02:36I knew a lot of people who were calling me and looking for work because they were let
02:59go because their restaurants were closed, they didn't have the social security safety
03:04net or the social safety net of unemployment insurance and they were at home, they had
03:08their families to look after, you know?
03:10So we did our best to raise more funds, to feed more people, to employ more people and
03:15that was the main goal, I think.
03:17It wasn't just feeding people, it was getting people back to work who needed the money.
03:20Last year we fed three million people or did three million meals.
03:34We are operational globally, we are in the refugee camps in Lebanon, we are in Jerusalem,
03:40we are now trying to do the Colombia-Venezuela border.

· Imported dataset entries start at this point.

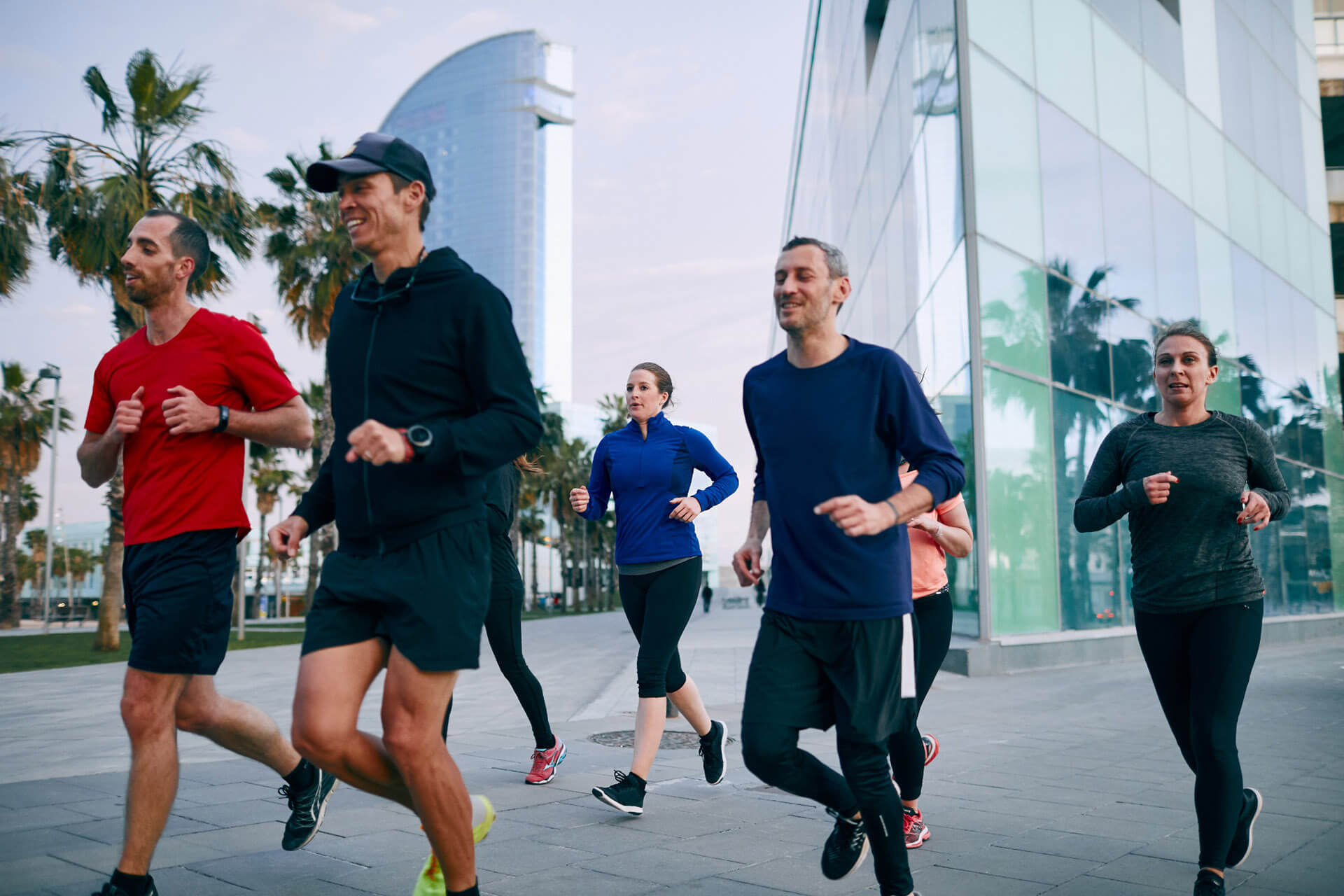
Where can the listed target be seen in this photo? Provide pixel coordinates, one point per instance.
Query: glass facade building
(1026, 190)
(495, 122)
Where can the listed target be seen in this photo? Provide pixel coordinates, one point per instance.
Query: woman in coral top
(933, 536)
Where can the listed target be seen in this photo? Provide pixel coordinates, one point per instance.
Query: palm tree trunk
(109, 602)
(10, 610)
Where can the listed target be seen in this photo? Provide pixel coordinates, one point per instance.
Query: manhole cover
(671, 739)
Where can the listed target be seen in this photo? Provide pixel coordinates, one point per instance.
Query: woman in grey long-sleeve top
(1193, 481)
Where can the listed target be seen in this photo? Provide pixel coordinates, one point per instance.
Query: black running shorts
(428, 599)
(179, 596)
(816, 673)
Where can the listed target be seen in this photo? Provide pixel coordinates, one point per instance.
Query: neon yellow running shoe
(483, 818)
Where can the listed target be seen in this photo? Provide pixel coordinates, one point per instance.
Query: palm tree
(18, 218)
(24, 426)
(314, 260)
(93, 192)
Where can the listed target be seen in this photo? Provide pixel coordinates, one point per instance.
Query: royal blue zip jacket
(645, 476)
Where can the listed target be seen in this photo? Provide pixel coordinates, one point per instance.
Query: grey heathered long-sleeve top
(1190, 552)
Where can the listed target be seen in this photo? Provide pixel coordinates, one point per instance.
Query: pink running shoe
(930, 748)
(545, 763)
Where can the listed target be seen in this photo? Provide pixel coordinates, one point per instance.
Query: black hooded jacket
(432, 346)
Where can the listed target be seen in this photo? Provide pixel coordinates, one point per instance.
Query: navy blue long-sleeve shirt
(645, 476)
(828, 431)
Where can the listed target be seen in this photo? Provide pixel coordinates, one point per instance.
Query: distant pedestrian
(933, 536)
(171, 406)
(647, 466)
(1193, 481)
(830, 418)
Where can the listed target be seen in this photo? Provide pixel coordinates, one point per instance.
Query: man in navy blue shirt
(831, 418)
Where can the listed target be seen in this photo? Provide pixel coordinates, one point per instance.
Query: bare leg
(687, 699)
(648, 734)
(234, 726)
(147, 710)
(413, 710)
(331, 688)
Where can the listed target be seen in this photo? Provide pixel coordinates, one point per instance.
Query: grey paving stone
(570, 881)
(1021, 865)
(601, 840)
(507, 859)
(1057, 843)
(660, 865)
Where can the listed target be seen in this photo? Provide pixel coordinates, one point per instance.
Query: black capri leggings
(933, 628)
(504, 630)
(1200, 664)
(657, 606)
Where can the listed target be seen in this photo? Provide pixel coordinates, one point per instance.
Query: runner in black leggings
(647, 466)
(504, 624)
(1193, 481)
(933, 536)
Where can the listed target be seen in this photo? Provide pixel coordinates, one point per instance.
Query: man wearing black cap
(432, 393)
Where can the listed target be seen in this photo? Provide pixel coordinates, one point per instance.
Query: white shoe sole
(628, 811)
(723, 743)
(1250, 830)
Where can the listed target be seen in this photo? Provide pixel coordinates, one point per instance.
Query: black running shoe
(1241, 848)
(1209, 884)
(846, 848)
(625, 794)
(109, 890)
(711, 751)
(307, 809)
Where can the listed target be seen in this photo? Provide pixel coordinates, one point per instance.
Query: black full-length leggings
(504, 630)
(657, 606)
(1200, 664)
(772, 754)
(933, 629)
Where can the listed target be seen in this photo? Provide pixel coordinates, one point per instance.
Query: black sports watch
(421, 438)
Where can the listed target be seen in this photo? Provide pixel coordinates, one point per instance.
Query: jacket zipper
(369, 359)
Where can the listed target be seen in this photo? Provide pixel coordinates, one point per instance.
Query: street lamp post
(50, 372)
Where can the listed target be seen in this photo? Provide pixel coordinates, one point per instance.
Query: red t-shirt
(186, 482)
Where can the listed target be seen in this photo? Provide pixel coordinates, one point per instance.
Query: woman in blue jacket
(647, 466)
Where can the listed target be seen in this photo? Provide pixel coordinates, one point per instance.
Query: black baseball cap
(371, 153)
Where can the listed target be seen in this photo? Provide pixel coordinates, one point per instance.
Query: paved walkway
(1059, 782)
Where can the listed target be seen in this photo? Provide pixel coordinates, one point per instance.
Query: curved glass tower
(495, 122)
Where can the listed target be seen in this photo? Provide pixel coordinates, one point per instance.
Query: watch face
(420, 435)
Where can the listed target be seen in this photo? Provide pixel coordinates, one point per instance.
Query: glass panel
(1003, 29)
(1177, 274)
(1078, 352)
(1018, 465)
(1209, 171)
(942, 148)
(1008, 167)
(1089, 564)
(1163, 43)
(1234, 77)
(1128, 220)
(1120, 94)
(948, 307)
(1199, 41)
(958, 415)
(1242, 204)
(1065, 58)
(1132, 358)
(1012, 311)
(1168, 143)
(1070, 191)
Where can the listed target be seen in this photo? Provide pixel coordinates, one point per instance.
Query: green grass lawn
(23, 653)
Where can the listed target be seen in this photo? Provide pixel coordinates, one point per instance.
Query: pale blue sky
(682, 150)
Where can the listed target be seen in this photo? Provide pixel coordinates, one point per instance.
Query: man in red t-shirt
(174, 403)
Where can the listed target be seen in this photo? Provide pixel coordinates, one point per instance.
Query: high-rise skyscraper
(495, 122)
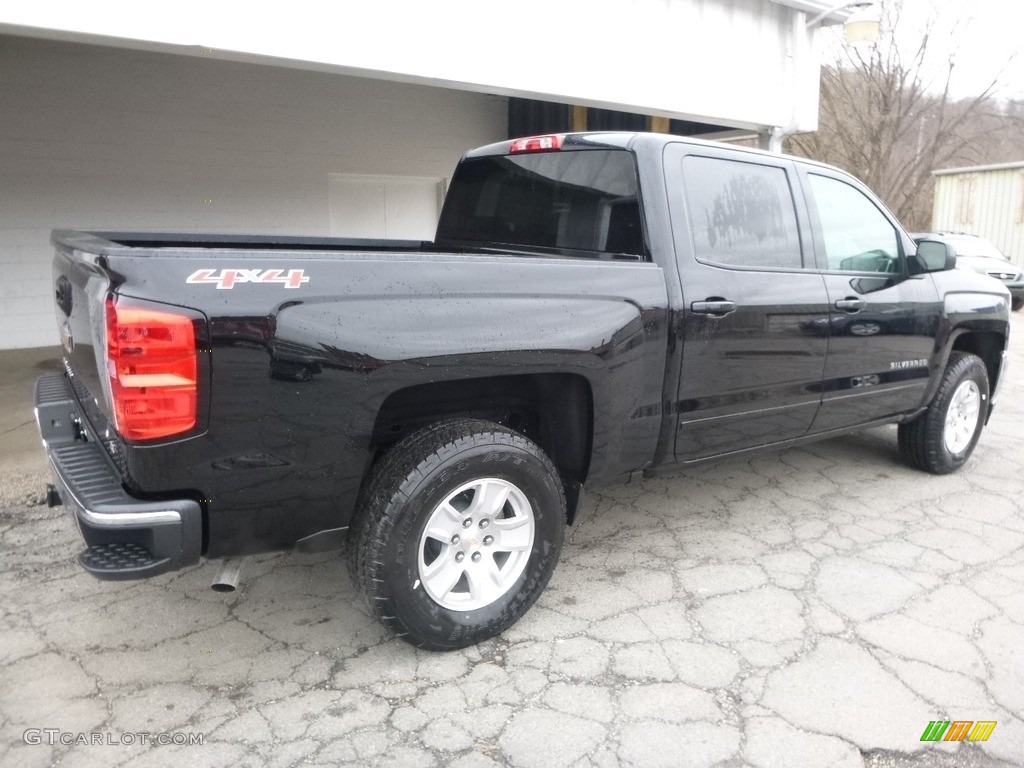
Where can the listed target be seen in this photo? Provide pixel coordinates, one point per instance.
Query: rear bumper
(126, 538)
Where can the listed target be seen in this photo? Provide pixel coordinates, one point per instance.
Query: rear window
(583, 201)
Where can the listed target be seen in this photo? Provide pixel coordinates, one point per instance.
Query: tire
(942, 438)
(459, 530)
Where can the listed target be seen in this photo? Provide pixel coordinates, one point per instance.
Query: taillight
(153, 370)
(537, 143)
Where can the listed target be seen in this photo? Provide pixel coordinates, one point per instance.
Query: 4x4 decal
(226, 279)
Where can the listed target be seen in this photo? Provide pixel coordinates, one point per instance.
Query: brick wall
(97, 137)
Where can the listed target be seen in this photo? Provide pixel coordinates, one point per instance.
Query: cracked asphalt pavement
(815, 606)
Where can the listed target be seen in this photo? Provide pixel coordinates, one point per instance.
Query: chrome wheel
(962, 418)
(476, 544)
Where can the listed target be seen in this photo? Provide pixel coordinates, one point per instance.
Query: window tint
(857, 236)
(741, 214)
(574, 201)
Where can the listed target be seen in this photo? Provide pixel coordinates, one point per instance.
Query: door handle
(851, 305)
(718, 307)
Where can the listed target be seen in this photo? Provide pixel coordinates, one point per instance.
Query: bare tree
(889, 117)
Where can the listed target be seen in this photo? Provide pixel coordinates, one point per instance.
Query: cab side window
(857, 237)
(741, 214)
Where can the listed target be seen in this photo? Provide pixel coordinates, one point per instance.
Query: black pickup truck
(593, 306)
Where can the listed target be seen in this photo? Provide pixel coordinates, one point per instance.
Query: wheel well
(987, 345)
(552, 410)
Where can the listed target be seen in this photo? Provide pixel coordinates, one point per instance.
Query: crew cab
(593, 306)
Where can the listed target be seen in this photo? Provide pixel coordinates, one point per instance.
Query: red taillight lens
(152, 365)
(537, 143)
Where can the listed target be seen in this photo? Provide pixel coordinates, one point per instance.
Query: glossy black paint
(302, 387)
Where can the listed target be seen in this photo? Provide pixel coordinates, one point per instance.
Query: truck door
(755, 315)
(883, 317)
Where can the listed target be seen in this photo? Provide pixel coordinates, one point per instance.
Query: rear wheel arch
(555, 411)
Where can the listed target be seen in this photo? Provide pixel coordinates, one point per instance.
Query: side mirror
(935, 256)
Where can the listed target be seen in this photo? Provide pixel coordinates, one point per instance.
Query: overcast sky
(982, 35)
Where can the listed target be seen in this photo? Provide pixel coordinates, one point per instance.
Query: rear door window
(579, 202)
(741, 213)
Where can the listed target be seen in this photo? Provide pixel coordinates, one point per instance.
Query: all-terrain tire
(459, 529)
(942, 438)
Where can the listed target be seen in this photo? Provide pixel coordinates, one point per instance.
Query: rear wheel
(942, 438)
(460, 529)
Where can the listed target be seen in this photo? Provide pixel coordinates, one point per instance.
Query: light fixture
(862, 26)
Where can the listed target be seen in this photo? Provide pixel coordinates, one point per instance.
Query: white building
(338, 118)
(985, 200)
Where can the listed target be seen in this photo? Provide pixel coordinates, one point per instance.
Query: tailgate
(81, 285)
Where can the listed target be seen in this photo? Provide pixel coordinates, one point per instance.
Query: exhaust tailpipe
(227, 577)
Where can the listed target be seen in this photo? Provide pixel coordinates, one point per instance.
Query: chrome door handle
(851, 305)
(720, 307)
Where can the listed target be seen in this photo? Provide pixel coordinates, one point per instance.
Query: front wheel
(460, 529)
(942, 438)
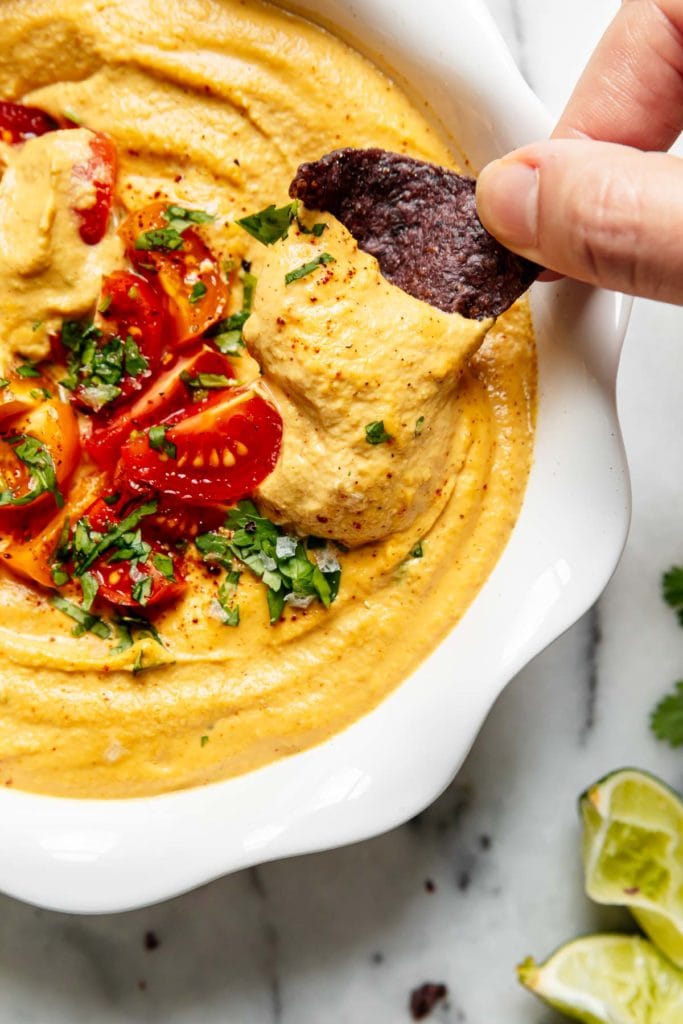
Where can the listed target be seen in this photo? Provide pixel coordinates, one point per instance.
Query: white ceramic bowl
(91, 856)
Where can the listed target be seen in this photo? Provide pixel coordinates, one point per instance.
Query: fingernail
(508, 201)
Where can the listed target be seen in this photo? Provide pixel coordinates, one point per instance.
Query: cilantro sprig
(96, 365)
(42, 472)
(280, 560)
(667, 717)
(306, 268)
(271, 224)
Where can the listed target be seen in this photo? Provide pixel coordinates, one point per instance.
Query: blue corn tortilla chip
(420, 221)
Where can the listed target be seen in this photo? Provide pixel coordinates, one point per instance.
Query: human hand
(601, 201)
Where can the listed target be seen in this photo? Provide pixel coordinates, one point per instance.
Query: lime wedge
(608, 979)
(633, 853)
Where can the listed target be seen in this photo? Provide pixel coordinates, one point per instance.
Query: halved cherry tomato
(51, 423)
(117, 580)
(132, 306)
(181, 272)
(35, 542)
(168, 393)
(223, 449)
(98, 174)
(18, 123)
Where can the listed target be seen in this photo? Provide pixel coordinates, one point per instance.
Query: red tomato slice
(99, 174)
(53, 424)
(117, 581)
(32, 551)
(181, 272)
(18, 123)
(224, 448)
(168, 393)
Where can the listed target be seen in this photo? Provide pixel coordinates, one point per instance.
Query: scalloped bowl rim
(96, 856)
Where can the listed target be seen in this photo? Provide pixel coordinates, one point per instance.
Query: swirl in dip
(407, 433)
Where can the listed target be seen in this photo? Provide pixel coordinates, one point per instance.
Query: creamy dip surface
(213, 104)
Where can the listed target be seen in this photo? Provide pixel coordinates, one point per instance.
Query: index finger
(632, 89)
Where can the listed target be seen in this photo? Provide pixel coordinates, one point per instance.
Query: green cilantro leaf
(158, 441)
(672, 590)
(28, 370)
(198, 292)
(306, 268)
(271, 224)
(376, 434)
(133, 361)
(315, 230)
(160, 240)
(164, 564)
(85, 621)
(667, 719)
(42, 476)
(206, 381)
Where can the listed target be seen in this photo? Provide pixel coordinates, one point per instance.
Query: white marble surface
(343, 937)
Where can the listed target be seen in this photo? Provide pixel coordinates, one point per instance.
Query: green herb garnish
(667, 719)
(672, 590)
(42, 477)
(280, 560)
(315, 230)
(206, 382)
(306, 268)
(160, 240)
(28, 370)
(271, 224)
(376, 434)
(158, 441)
(179, 218)
(198, 292)
(85, 621)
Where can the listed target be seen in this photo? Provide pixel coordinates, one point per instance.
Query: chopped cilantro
(667, 719)
(205, 381)
(85, 621)
(164, 564)
(87, 545)
(672, 590)
(376, 434)
(159, 240)
(89, 587)
(315, 230)
(226, 334)
(97, 365)
(198, 292)
(271, 224)
(248, 288)
(141, 590)
(28, 370)
(179, 218)
(130, 628)
(281, 561)
(158, 441)
(42, 478)
(133, 361)
(306, 268)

03:44Obviously, we want to be in a business that's profitable but I think there's definitely
03:52a way that we can go ahead and share a little bit more of those profits with the people
03:56that make up the company.
03:57When we started this whole thing, we were like, okay, we're going to do this catering
04:01business, it's scaled, can we pay people above minimum wage?
04:04Yeah, we can, we pay them 20 to 25 an hour.
04:06Can we hire people who, you know, do not look like what, you know, the major food magazines
04:11highlight?
04:14Yeah.
04:29After 20 years of being a chef in this industry and knowing that when you go into all these
04:35meetings and you sit down and you talk about squeezing the bottom line, you're just talking
04:39about squeezing people and that's it at the end of the day.
04:41So, people are not oranges and they're not lemons and they're not limes.
04:45So, we need to figure out a better way to move forward in this industry here in New
04:49York City and I think that every restaurateur, every person in this business can do that.